Last October, DEA officials announced new regulations criminalizing the possession and manufacture of any edible hemp seed or oil products - including snack bars, veggie burgers and salad oils - that test positive for trace levels of THC out of concern that such products might inadvertently cause a consumer to test positive on illicit drug tests. By contrast, Canada allows the sale and possession of edible hemp goods as long as they contain amounts of THC below ten micrograms per gram.

Kenex maintains that the DEA's ban conflicts with the North American Free Trade Agreement (NAFTA) - which recognizes hemp as a legal agricultural commodity - because: "The DEA did not provide any notice and opportunity for U.S. trading partners or foreign companies to provide input into its ruling; the agency did not conduct a risk assessment or offer any other science-based rational for issuance of the rule; the DEA did not seek to minimize impact on international trade; and it has not similarly regulated poppy seeds and their trace opiates."

A statement by the Canadian government (provided by Kenex) backs the company's claims, declaring: "There is no evidence that the effective ban on relevant Canadian food products on the U.S. market is based on any risk assessment. Therefore, Canada objects to these measures."

Last week, the Hemp Industries Association (HIA) and seven hemp food companies filed a brief with the Ninth Circuit Court of Appeals urging the court to enjoin the DEA ban.

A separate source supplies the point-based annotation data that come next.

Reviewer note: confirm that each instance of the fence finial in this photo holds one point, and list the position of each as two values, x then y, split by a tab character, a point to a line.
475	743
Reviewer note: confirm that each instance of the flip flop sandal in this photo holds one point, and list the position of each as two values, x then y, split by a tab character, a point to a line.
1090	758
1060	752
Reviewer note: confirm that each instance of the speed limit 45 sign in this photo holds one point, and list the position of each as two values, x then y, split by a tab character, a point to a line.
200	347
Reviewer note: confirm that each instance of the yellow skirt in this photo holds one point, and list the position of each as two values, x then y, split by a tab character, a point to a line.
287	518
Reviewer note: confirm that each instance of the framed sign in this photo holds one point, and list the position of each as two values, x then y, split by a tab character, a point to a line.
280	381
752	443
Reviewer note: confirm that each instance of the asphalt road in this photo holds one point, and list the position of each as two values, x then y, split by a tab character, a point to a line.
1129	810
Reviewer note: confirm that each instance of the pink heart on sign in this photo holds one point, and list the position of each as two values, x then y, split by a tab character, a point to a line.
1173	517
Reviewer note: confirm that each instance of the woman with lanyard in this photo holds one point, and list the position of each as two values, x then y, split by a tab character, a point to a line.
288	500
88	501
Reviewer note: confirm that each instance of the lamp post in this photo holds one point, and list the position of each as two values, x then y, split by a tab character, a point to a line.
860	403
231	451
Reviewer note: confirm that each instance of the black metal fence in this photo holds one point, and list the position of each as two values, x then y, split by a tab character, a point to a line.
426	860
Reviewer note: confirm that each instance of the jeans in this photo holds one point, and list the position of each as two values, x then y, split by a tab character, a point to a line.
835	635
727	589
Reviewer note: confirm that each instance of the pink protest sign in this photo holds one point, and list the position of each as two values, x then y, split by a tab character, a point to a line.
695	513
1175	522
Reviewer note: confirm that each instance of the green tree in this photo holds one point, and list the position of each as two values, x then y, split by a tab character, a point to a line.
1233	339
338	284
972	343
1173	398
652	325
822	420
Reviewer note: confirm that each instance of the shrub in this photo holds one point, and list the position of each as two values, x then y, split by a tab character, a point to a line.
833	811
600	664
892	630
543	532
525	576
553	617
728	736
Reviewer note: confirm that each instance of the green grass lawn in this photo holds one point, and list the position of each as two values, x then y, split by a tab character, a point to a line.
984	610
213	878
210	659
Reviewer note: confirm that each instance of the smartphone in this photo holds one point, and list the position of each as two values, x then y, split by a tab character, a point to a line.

For more information, please contact Allen St. Pierre, NORML Foundation Executive Director, at (202) 483-8751 or visit:

UK to Test Marijuana for Cancer Pain

London, United Kingdom: A London company licensed to grow and test medical marijuana in clinical trials is set to begin evaluating the drug's effectiveness on patients suffering from cancer pain. The Phase III trial, to be administered by GW Pharmaceuticals, will take place at more than 20 centers throughout England and involve over 100 patients.

Patients in the trial will receive marijuana extracts via a sublingual (under-the-tongue) spray. Previous studies by GW Pharmaceuticals on Multiple Sclerosis and spinal cord injury patients found that nearly 80 percent of those administered cannabis extracts experienced a reduction in pain and an improved quality of life.

The upcoming cancer pain study will be the first large-scale trial to examine the analgesic effects of marijuana on cancer-related pain. "The potential market is very significant since approximately 40 percent of cancer sufferers at present have unmet needs in pain suppression," GW Pharmaceuticals Chairman Geoffrey Guy said.

In its year-end company report, Managing Director Justin Gover reaffirmed GW's intentions to present its patient trial data to UK regulatory authorities sometime next year. "We remain on track to deliver our first products to market in 2004," Gover said in a prepared statement. He added that GW recently attained approval from American authorities to import cannabis extracts into the United States.

For more information, please contact Paul Armentano, NORML Director of Publications and Research, at (202) 483-5500 or visit:

Brazilian President Vetoes Landmark Legislation Decriminalizing Marijuana, Other Drugs

Rio De Janeiro, Brazil: Brazilian President Fernando Henrique Cardoso vetoed legislation last week that would have replaced criminal penalties for marijuana possession and other drug offenses with alternative sentencing measures such as community service and civil fines.

Members of the Brazilian Congress had debated the drug liberalization provisions for 10 years before finally approving the measure in September. Brazil's current anti-drug laws mandate that drug offenders, including those convicted of first-time marijuana offenses, go to jail for a period of up to two years. Brazilian drug-law reformers estimate that drug offenders now constitute approximately one-third of those who are sentenced to prison.

A spokesman for the President said that Cardoso vetoed the drug liberalization provisions because they were "unconstitutional." However, the President did sign into law other provisions of the bill aimed at enhancing criminal penalties for drug traffickers.

Despite rejecting Congress' "harm reduction" strategy, the President does back non-criminal sanctions for first-time drug offenders, his spokesman said. Cardoso is expected to introduce an alternative measure to Congress later this spring.